Speculative decoding in llama.cpp for Gemma 4 31B IT / Qwen 3.5 27B?

[-]

From another thread here I posted: If you have the vram, 26B A4B is a better spec drafter for me since the active params are similar. (UD Q2 gives 80-95% acceptance) I can get a strix halo to as high as 26 tok/s on llama.cpp (in chat)

[-]

tecneeq@reddit

I have these results so far. Clearly MoE doesn't benefit from draft models:

https://docs.google.com/spreadsheets/d/1NzZC4JShGluwH2fdjlMbZ2ke99AcTctUnM7rG12_cYE/edit?usp=sharing

I'm benchmarking MoE as draft model for 31B dense as we speak, but it takes forever ;-).

[-]

nicholas_the_furious@reddit

I think he is saying using the MoE in place of the E2B/E4B.

[-]

tecneeq@reddit

I'm also trying every unsloth quant below Q4 this time. Maybe smaller qunats give better results?

[-]

finevelyn@reddit

I have 5090+5070ti and am using Gemma 4 E2B Q6 as the draft model for 31B Q6. The draft model is on the 5090 and the main model is split on both (using llama.cpp with --fit-target 7400,200 --device-draft CUDA0). The 7400 fit target for the 5090 is required to ensure enough space is left for the draft model, because --fit doesn't seem to take it into account.

Draft model parameters: --draft-min 0 --draft-max 16 --draft-p-min 0.9 (min and max same as default, p-min up from 0.75 to 0.9).

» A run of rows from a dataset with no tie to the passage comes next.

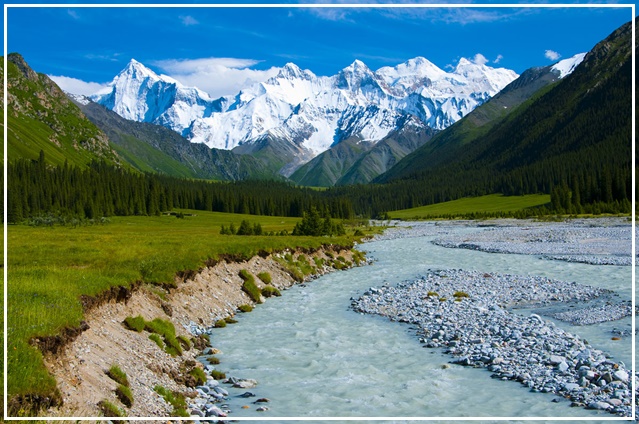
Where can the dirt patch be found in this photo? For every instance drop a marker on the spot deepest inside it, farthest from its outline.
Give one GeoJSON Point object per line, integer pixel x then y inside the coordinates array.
{"type": "Point", "coordinates": [197, 301]}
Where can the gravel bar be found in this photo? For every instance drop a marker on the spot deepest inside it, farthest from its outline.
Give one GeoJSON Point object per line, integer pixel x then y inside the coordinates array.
{"type": "Point", "coordinates": [466, 312]}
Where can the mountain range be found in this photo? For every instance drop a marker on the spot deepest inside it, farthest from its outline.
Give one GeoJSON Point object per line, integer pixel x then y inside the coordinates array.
{"type": "Point", "coordinates": [291, 118]}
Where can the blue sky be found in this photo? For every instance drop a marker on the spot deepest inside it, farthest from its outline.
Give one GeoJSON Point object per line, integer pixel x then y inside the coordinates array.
{"type": "Point", "coordinates": [218, 49]}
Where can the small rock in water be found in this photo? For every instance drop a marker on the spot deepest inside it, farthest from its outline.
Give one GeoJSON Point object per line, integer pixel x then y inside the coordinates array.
{"type": "Point", "coordinates": [247, 394]}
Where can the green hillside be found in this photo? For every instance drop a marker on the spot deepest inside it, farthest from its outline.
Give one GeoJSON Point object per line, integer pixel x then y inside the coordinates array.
{"type": "Point", "coordinates": [42, 118]}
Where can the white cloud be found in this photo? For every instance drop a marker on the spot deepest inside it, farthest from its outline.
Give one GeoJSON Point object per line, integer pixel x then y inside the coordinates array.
{"type": "Point", "coordinates": [218, 76]}
{"type": "Point", "coordinates": [76, 86]}
{"type": "Point", "coordinates": [188, 20]}
{"type": "Point", "coordinates": [552, 55]}
{"type": "Point", "coordinates": [479, 59]}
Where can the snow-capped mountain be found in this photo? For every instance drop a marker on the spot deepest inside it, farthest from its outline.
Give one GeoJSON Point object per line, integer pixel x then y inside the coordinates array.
{"type": "Point", "coordinates": [312, 112]}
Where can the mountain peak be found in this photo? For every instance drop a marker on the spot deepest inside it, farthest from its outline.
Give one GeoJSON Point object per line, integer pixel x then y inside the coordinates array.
{"type": "Point", "coordinates": [290, 70]}
{"type": "Point", "coordinates": [137, 70]}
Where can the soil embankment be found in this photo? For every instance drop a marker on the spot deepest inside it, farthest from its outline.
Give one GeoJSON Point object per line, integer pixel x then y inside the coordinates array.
{"type": "Point", "coordinates": [198, 301]}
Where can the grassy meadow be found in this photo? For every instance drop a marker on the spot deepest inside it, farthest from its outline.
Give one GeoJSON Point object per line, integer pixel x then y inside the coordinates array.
{"type": "Point", "coordinates": [492, 203]}
{"type": "Point", "coordinates": [51, 267]}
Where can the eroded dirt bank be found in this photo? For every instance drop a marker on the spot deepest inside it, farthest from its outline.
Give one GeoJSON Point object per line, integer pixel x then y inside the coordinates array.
{"type": "Point", "coordinates": [200, 299]}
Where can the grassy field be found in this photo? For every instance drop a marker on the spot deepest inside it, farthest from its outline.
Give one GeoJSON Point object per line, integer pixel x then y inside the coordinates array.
{"type": "Point", "coordinates": [49, 268]}
{"type": "Point", "coordinates": [490, 203]}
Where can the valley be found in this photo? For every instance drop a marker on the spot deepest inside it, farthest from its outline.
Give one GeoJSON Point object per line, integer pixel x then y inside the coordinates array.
{"type": "Point", "coordinates": [191, 234]}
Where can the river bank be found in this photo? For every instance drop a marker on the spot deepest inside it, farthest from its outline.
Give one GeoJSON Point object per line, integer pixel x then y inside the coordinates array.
{"type": "Point", "coordinates": [196, 304]}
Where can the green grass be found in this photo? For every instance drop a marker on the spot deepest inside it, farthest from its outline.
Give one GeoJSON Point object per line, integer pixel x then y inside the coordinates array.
{"type": "Point", "coordinates": [175, 399]}
{"type": "Point", "coordinates": [110, 410]}
{"type": "Point", "coordinates": [484, 204]}
{"type": "Point", "coordinates": [50, 268]}
{"type": "Point", "coordinates": [116, 374]}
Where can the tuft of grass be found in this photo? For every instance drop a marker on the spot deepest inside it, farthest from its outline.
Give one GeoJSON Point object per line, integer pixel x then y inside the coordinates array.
{"type": "Point", "coordinates": [110, 410]}
{"type": "Point", "coordinates": [185, 342]}
{"type": "Point", "coordinates": [117, 375]}
{"type": "Point", "coordinates": [135, 323]}
{"type": "Point", "coordinates": [266, 277]}
{"type": "Point", "coordinates": [245, 308]}
{"type": "Point", "coordinates": [218, 375]}
{"type": "Point", "coordinates": [199, 375]}
{"type": "Point", "coordinates": [124, 394]}
{"type": "Point", "coordinates": [268, 291]}
{"type": "Point", "coordinates": [249, 286]}
{"type": "Point", "coordinates": [157, 339]}
{"type": "Point", "coordinates": [175, 399]}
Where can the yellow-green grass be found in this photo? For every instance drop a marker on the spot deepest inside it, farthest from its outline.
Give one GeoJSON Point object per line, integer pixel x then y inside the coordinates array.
{"type": "Point", "coordinates": [50, 268]}
{"type": "Point", "coordinates": [484, 204]}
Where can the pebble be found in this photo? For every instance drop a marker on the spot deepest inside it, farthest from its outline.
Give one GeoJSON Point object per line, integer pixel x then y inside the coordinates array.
{"type": "Point", "coordinates": [480, 331]}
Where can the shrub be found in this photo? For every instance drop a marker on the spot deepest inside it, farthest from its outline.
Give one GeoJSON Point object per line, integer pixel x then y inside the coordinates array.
{"type": "Point", "coordinates": [117, 375]}
{"type": "Point", "coordinates": [175, 399]}
{"type": "Point", "coordinates": [157, 339]}
{"type": "Point", "coordinates": [135, 323]}
{"type": "Point", "coordinates": [218, 375]}
{"type": "Point", "coordinates": [266, 277]}
{"type": "Point", "coordinates": [268, 291]}
{"type": "Point", "coordinates": [185, 342]}
{"type": "Point", "coordinates": [199, 375]}
{"type": "Point", "coordinates": [245, 308]}
{"type": "Point", "coordinates": [124, 394]}
{"type": "Point", "coordinates": [249, 286]}
{"type": "Point", "coordinates": [110, 410]}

For pure coding tasks the speed-up is from 45tk/s to 60-90tk/s. On other tasks there is a slight speed-up but nothing dramatic.

[-]

Adventurous-Paper566@reddit

It's very impressive, how many context can you manage this this setup?

[-]

finevelyn@reddit

128k context when main model KV cache is unquantized and draft model cache is Q8. I assume if I set both to Q8, I could use the full context size, but haven't had any reason to try yet.

[-]

oxygen_addiction@reddit

Have you played around with Qwen 27B on the same setup?

[-]

finevelyn@reddit

Last I read speculative decoding is currently broken in llama.cpp for Qwen3.5, so I didn't try it. But for the record, the 27B Q6 fits with 128k context (unquantized) on the 5090 alone and runs at around 55tk/s, or split on both card for max context at 45tk/s. Qwen3.5 0.8B or 2B will probably work nicely as a draft model when they fix it.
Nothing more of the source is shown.